# Mulching Deck?



## Stewart (Sep 17, 2003)

Has anyone heard about a mulching deck? And if so are they worth the money???

My neighbor is looking into buying one since he doesn't like the cut on his regular discharging deck. I don't have model or part numbers just kind of shooting from the hip to see what everybody has heard of thinks on the subject!!


----------



## guest (Sep 16, 2003)

you talking sears only or mulching in general? 
i just switched to a mulching deck.. im happy but you are forced to cut more often and/or not as much grass at one time...


----------



## Stewart (Sep 17, 2003)

My neighbor said that sears has them???


----------



## PaulB2868 (Sep 1, 2004)

You can get mulching blades for your existing deck. My brother had them on his 42" Sears lawn tractor. They bend easily. He switched back to the standard blade after going through 3 sets this summer.


----------



## Stewart (Sep 17, 2003)

So I guess none of the Craftsman guru's have heard of such a thing or if it even exists???? I have heard of the mulching blades and have seen mixed opinions. I just hate for the guy to spend about $700 on this "mulching deck" if it doesn't work. I just thought maybe somebody had heard rumors or something.


----------



## Ed_GT5000 (Sep 30, 2003)

Sears sells mulching "kits" for many but not all of their tractor decks. The kit consists of mulching blades and a plastic cover "plug" for the discharge chute. The kits sell for around $45 and are good or bad depending on whom you talk to. I bought one for a 46" deck on a GT3000 and quickly learned that mulching did not improve a poor deck design. On the other hand the blades were as heavy as the ones that came on the tractor so I don't know how they would bend unless of course you are mowing stumps. There are better blades out there if you want to mulch, but to get the plug you gotta buy the kit.

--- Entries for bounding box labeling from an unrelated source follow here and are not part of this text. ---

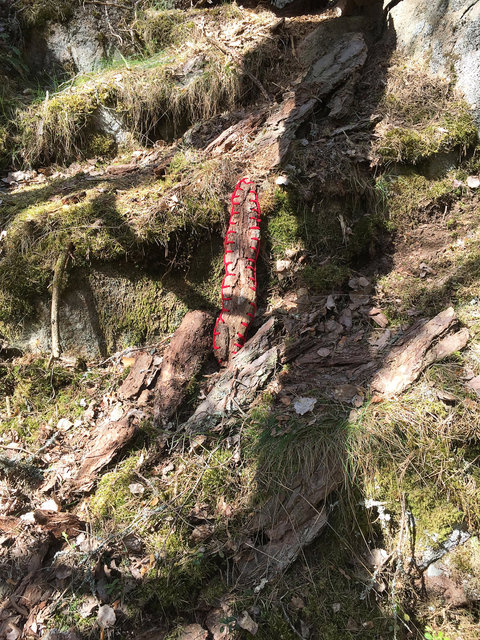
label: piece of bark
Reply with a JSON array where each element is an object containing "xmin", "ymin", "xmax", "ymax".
[
  {"xmin": 185, "ymin": 318, "xmax": 278, "ymax": 432},
  {"xmin": 251, "ymin": 33, "xmax": 367, "ymax": 169},
  {"xmin": 154, "ymin": 311, "xmax": 213, "ymax": 423},
  {"xmin": 205, "ymin": 109, "xmax": 267, "ymax": 156},
  {"xmin": 368, "ymin": 307, "xmax": 388, "ymax": 329},
  {"xmin": 118, "ymin": 351, "xmax": 153, "ymax": 400},
  {"xmin": 0, "ymin": 516, "xmax": 22, "ymax": 534},
  {"xmin": 106, "ymin": 163, "xmax": 138, "ymax": 176},
  {"xmin": 213, "ymin": 178, "xmax": 260, "ymax": 364},
  {"xmin": 33, "ymin": 509, "xmax": 86, "ymax": 539},
  {"xmin": 426, "ymin": 327, "xmax": 470, "ymax": 364},
  {"xmin": 370, "ymin": 307, "xmax": 468, "ymax": 397},
  {"xmin": 71, "ymin": 412, "xmax": 138, "ymax": 492}
]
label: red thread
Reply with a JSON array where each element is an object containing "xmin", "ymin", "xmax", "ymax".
[{"xmin": 213, "ymin": 178, "xmax": 261, "ymax": 362}]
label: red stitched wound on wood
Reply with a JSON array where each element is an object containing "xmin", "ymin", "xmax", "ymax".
[{"xmin": 213, "ymin": 178, "xmax": 260, "ymax": 363}]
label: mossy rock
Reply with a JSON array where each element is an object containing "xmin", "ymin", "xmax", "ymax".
[{"xmin": 378, "ymin": 104, "xmax": 478, "ymax": 165}]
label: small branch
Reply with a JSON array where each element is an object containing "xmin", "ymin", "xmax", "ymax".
[
  {"xmin": 49, "ymin": 243, "xmax": 73, "ymax": 364},
  {"xmin": 83, "ymin": 0, "xmax": 132, "ymax": 11}
]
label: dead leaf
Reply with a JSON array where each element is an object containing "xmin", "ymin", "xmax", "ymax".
[
  {"xmin": 237, "ymin": 611, "xmax": 258, "ymax": 636},
  {"xmin": 293, "ymin": 398, "xmax": 317, "ymax": 416},
  {"xmin": 290, "ymin": 596, "xmax": 305, "ymax": 610},
  {"xmin": 128, "ymin": 482, "xmax": 145, "ymax": 496},
  {"xmin": 467, "ymin": 376, "xmax": 480, "ymax": 395},
  {"xmin": 317, "ymin": 347, "xmax": 332, "ymax": 358},
  {"xmin": 217, "ymin": 496, "xmax": 233, "ymax": 518},
  {"xmin": 97, "ymin": 604, "xmax": 117, "ymax": 629},
  {"xmin": 325, "ymin": 294, "xmax": 337, "ymax": 311},
  {"xmin": 467, "ymin": 176, "xmax": 480, "ymax": 189},
  {"xmin": 368, "ymin": 307, "xmax": 388, "ymax": 329},
  {"xmin": 78, "ymin": 596, "xmax": 98, "ymax": 618},
  {"xmin": 190, "ymin": 524, "xmax": 214, "ymax": 542}
]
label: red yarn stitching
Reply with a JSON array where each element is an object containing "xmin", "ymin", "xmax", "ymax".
[{"xmin": 213, "ymin": 178, "xmax": 261, "ymax": 355}]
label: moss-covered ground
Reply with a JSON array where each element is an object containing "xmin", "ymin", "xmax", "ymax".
[{"xmin": 0, "ymin": 2, "xmax": 480, "ymax": 640}]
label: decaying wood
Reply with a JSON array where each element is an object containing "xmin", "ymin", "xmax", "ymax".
[
  {"xmin": 154, "ymin": 311, "xmax": 213, "ymax": 423},
  {"xmin": 33, "ymin": 509, "xmax": 86, "ymax": 539},
  {"xmin": 213, "ymin": 178, "xmax": 260, "ymax": 364},
  {"xmin": 71, "ymin": 411, "xmax": 138, "ymax": 492},
  {"xmin": 0, "ymin": 516, "xmax": 22, "ymax": 533},
  {"xmin": 203, "ymin": 33, "xmax": 367, "ymax": 172},
  {"xmin": 371, "ymin": 307, "xmax": 468, "ymax": 397},
  {"xmin": 185, "ymin": 318, "xmax": 278, "ymax": 432},
  {"xmin": 235, "ymin": 452, "xmax": 344, "ymax": 584},
  {"xmin": 118, "ymin": 351, "xmax": 153, "ymax": 400},
  {"xmin": 50, "ymin": 243, "xmax": 73, "ymax": 359}
]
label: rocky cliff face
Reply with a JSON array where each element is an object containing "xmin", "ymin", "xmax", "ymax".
[{"xmin": 385, "ymin": 0, "xmax": 480, "ymax": 122}]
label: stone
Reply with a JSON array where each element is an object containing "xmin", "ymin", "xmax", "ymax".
[{"xmin": 384, "ymin": 0, "xmax": 480, "ymax": 123}]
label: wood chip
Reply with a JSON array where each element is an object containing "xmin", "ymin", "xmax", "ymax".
[{"xmin": 371, "ymin": 307, "xmax": 462, "ymax": 397}]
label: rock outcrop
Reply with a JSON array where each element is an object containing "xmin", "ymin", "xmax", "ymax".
[{"xmin": 385, "ymin": 0, "xmax": 480, "ymax": 122}]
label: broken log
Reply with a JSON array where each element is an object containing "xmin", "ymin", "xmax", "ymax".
[
  {"xmin": 370, "ymin": 307, "xmax": 469, "ymax": 398},
  {"xmin": 118, "ymin": 351, "xmax": 153, "ymax": 400},
  {"xmin": 33, "ymin": 509, "xmax": 86, "ymax": 540},
  {"xmin": 235, "ymin": 458, "xmax": 344, "ymax": 584},
  {"xmin": 188, "ymin": 318, "xmax": 278, "ymax": 433},
  {"xmin": 154, "ymin": 311, "xmax": 213, "ymax": 424},
  {"xmin": 71, "ymin": 411, "xmax": 143, "ymax": 493},
  {"xmin": 213, "ymin": 178, "xmax": 260, "ymax": 364}
]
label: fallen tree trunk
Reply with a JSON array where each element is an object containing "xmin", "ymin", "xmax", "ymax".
[
  {"xmin": 213, "ymin": 178, "xmax": 260, "ymax": 364},
  {"xmin": 154, "ymin": 311, "xmax": 213, "ymax": 424},
  {"xmin": 370, "ymin": 307, "xmax": 469, "ymax": 398},
  {"xmin": 235, "ymin": 456, "xmax": 344, "ymax": 584},
  {"xmin": 185, "ymin": 318, "xmax": 278, "ymax": 432},
  {"xmin": 71, "ymin": 411, "xmax": 143, "ymax": 493}
]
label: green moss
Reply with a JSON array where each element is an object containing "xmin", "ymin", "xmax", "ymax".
[
  {"xmin": 135, "ymin": 543, "xmax": 217, "ymax": 615},
  {"xmin": 16, "ymin": 0, "xmax": 79, "ymax": 28},
  {"xmin": 87, "ymin": 133, "xmax": 117, "ymax": 158},
  {"xmin": 0, "ymin": 359, "xmax": 83, "ymax": 442},
  {"xmin": 262, "ymin": 189, "xmax": 303, "ymax": 258},
  {"xmin": 378, "ymin": 104, "xmax": 478, "ymax": 165},
  {"xmin": 18, "ymin": 87, "xmax": 99, "ymax": 165},
  {"xmin": 384, "ymin": 172, "xmax": 462, "ymax": 230},
  {"xmin": 92, "ymin": 276, "xmax": 193, "ymax": 351},
  {"xmin": 89, "ymin": 454, "xmax": 138, "ymax": 524},
  {"xmin": 301, "ymin": 261, "xmax": 349, "ymax": 293}
]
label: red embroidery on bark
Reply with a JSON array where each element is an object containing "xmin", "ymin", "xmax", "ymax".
[{"xmin": 213, "ymin": 178, "xmax": 260, "ymax": 363}]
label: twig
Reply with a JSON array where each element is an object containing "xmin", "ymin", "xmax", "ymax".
[
  {"xmin": 83, "ymin": 0, "xmax": 132, "ymax": 11},
  {"xmin": 49, "ymin": 243, "xmax": 73, "ymax": 365},
  {"xmin": 0, "ymin": 444, "xmax": 32, "ymax": 456},
  {"xmin": 280, "ymin": 601, "xmax": 305, "ymax": 640}
]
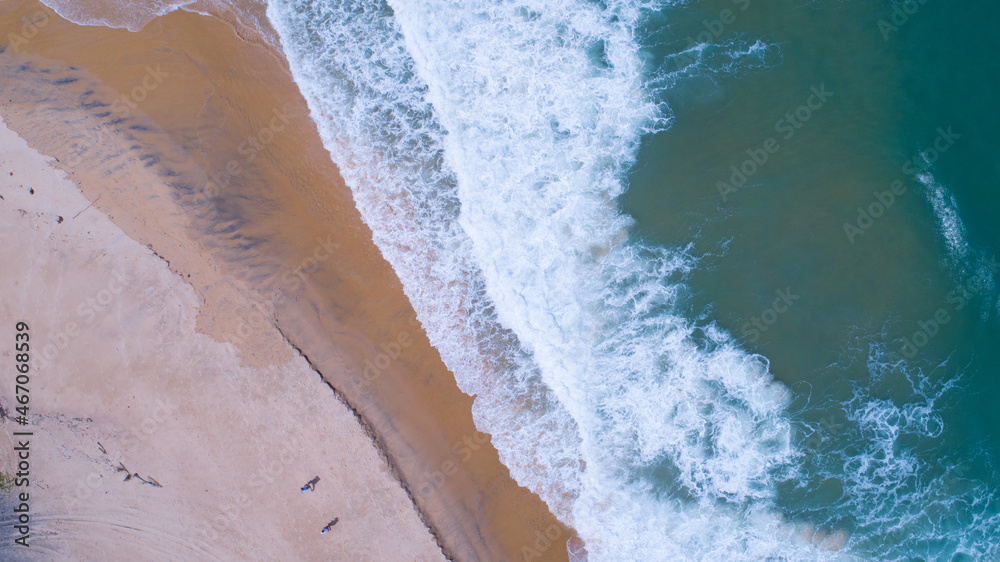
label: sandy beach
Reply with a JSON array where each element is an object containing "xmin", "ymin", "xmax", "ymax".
[
  {"xmin": 0, "ymin": 116, "xmax": 443, "ymax": 560},
  {"xmin": 0, "ymin": 1, "xmax": 573, "ymax": 560}
]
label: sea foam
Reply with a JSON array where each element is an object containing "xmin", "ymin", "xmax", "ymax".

I now own a 48" deck and I feel that it is the best of the "big" decks that sears offers. I am considering buying a mulch kit for this deck to handle the fall leaves. I do think that the quality of the mulch kit I bought was good, however the 46" plug will not fit my 48" deck.

As for sears selling a strictly mulching deck for tractors, I have not heard of this. Perhaps some of the "experts" here can enlighten both of us.


----------



## Stewart (Sep 17, 2003)

Sorry I am not a Craftsman guy, my JD has a plug and blades as well. I know JD used to make a strickly mulching deck. It does not even have a discharge chute, my neighbor has one. I just hate to see the neighbor waste his money or time because the sears guys may or may not know what they are talking about. If I get time I may surf the Sears site and see what I can find. Thanks Ed.


----------